The modernist poetry of Wallace Stevens is replete with moments of theorizing. Stevens regarded poetry as an abstract medium through which to think about and theorize not only philosophical concepts like metaphor and reality, but also a unifying thesis about the nature of poetry itself. At the same time, literary theorists and philosophers have often turned to Stevens as a canonical reference point and influence. In the centenary year of Wallace Stevens’s first collection Harmonium (1923), this collection asks what it means to theorize with Stevens today.
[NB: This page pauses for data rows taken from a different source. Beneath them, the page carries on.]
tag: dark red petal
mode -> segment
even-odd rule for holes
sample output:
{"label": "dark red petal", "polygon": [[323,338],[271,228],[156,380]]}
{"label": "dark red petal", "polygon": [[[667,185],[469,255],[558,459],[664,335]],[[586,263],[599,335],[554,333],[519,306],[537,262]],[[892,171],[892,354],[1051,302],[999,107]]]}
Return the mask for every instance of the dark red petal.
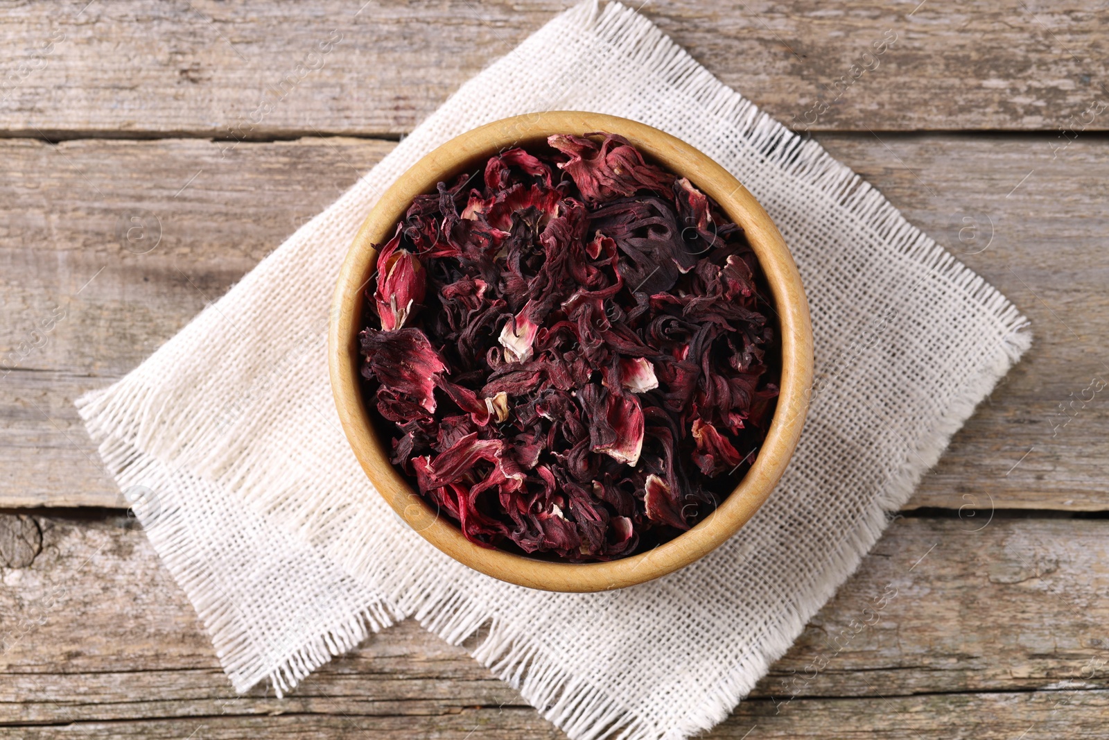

Through a range of critical and theoretical perspectives, this book seeks to describe the myriad kinds of thinking sponsored by Stevens’s poetry and explores how contemporary literary theory might be invigorated through readings of Stevens.


Heidegger and Language

Heidegger and Language
Author: Jeffrey Powell
Publisher: Indiana University Press
Total Pages: 298
Release: 2013
Genre: Philosophy
ISBN: 0253007402

Download Heidegger and Language Book in PDF, ePub and Kindle

The essays collected in this volume take a new look at the role of language in the thought of Martin Heidegger to reassess its significance for contemporary philosophy. They consider such topics as Heidegger's engagement with the Greeks, expression in language, poetry, the language of art and politics, and the question of truth. Heidegger left his unique stamp on language, giving it its own force and shape, especially with reference to concepts such as Dasein, understanding, and attunement, which have a distinctive place in his philosophy.


Language after Heidegger

Language after Heidegger
Author: Krzysztof Ziarek
Publisher: Indiana University Press
Total Pages: 264
Release: 2013-10-28
Genre: Philosophy
ISBN: 0253011094

Download Language after Heidegger Book in PDF, ePub and Kindle

Working from newly available texts in Heidegger's Complete Works, Krzysztof Ziarek presents Heidegger at his most radical and demonstrates how the thinker's daring use of language is an integral part of his philosophical expression. Ziarek emphasizes the liberating potential of language as an event that discloses being and amplifies Heidegger's call for a transformative approach to poetry, power, and ultimately, philosophy.